L’accouvage face aux différents scénarios Brexit

9 octobre 2020 - Emeline Vienot

« Avec le Brexit, on peut s’attendre à un ralentissement dans les échanges d’environ 2 jours lié aux contrôles qui seront mis en place aux frontières. Selon les prévisions, 30 à 70 % des camions seront retardés.

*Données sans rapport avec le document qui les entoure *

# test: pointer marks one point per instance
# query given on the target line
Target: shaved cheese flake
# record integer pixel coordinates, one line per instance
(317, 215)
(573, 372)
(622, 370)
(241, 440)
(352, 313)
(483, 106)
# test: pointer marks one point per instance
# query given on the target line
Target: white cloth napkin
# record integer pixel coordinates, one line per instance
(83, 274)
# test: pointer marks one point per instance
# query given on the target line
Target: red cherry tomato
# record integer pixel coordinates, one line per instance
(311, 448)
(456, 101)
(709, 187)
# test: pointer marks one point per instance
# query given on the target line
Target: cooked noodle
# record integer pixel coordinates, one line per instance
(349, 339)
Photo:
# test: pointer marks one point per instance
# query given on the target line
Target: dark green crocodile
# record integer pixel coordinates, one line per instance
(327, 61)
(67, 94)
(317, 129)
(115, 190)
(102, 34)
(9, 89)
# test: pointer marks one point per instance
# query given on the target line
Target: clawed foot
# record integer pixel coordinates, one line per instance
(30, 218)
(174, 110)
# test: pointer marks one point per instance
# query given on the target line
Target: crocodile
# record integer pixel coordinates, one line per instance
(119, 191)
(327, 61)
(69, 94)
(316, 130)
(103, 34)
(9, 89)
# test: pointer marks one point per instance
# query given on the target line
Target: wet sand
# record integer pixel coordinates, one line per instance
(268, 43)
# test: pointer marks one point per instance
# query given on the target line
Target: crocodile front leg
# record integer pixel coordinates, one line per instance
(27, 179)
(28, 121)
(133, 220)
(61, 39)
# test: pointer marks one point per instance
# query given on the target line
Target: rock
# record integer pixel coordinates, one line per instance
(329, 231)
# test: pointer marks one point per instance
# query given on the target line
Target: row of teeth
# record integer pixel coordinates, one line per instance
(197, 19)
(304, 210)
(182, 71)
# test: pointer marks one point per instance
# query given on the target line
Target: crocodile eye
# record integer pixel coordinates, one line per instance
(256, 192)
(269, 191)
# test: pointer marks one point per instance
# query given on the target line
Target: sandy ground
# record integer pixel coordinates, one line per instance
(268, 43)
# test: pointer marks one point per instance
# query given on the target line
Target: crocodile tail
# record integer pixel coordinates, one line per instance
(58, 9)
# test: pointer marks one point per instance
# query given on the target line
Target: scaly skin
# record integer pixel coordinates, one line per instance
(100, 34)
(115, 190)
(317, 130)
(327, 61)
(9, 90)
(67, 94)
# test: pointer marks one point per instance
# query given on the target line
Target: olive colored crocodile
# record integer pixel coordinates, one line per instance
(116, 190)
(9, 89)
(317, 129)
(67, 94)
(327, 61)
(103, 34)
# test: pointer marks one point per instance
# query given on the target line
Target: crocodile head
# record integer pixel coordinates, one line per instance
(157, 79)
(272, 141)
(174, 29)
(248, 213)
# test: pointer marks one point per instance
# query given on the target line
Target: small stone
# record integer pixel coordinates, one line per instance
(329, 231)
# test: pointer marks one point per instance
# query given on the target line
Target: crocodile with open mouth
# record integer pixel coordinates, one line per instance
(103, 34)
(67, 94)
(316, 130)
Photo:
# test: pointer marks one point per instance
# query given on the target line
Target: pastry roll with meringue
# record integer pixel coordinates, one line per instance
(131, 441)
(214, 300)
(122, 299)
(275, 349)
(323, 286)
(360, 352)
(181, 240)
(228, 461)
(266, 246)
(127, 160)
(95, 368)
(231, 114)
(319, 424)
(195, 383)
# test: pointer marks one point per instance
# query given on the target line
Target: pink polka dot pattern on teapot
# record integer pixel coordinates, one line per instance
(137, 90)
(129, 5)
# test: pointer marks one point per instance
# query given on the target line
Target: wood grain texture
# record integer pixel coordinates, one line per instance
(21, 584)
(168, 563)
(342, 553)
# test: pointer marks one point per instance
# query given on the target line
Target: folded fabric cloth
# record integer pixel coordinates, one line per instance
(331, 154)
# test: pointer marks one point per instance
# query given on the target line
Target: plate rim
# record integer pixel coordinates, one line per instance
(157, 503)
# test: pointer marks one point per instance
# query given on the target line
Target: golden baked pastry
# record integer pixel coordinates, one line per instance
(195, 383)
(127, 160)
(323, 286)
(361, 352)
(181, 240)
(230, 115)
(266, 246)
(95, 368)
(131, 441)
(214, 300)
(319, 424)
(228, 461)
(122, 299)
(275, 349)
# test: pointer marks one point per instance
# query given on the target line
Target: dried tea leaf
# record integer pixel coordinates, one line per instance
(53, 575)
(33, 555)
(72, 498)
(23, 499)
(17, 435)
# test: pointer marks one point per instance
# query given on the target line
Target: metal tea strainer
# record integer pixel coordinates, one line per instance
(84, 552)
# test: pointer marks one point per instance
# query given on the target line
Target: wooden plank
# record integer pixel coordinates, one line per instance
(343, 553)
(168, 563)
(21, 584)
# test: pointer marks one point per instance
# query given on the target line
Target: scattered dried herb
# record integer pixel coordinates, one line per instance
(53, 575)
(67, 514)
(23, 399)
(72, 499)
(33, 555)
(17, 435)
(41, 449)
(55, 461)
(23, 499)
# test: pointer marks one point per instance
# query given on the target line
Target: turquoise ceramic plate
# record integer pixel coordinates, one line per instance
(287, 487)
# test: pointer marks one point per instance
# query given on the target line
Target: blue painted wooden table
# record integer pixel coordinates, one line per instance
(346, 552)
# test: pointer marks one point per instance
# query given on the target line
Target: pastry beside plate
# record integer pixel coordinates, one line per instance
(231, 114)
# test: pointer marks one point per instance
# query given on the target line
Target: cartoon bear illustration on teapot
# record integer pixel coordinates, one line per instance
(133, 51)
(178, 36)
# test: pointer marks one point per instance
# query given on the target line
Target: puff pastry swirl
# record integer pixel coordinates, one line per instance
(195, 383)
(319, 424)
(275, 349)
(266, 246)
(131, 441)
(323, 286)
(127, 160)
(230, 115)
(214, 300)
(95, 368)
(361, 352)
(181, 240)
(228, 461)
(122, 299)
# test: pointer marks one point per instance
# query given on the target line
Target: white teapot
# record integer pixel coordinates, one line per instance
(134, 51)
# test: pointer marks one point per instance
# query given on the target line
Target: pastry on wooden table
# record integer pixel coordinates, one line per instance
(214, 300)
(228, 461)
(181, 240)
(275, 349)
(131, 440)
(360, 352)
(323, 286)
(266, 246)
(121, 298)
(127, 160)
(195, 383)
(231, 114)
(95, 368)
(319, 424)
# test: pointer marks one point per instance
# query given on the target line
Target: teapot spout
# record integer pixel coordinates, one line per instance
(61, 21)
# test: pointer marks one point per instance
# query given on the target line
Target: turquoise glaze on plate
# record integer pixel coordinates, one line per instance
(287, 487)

Pour le secteur de l’accouvage, cela pose problème, un assouplissement des contrôles est nécessaire pour limiter le temps d’attente aux frontières », a expliqué Paul-Henri Lava, senior policy advisor au sein de l’association Avec/Elpha, aux professionnels de l’accouvage français réunis en assemblée générale le 2 octobre au Conquet (29).

Les importations d’animaux vivants grands-parentaux et parentaux en provenance de l’UE à 27 en direction du Royaume-Uni pèsent l’équivalent de 128 millions d’euros, un flux qui est loin d’être négligeable, souligne-t-il.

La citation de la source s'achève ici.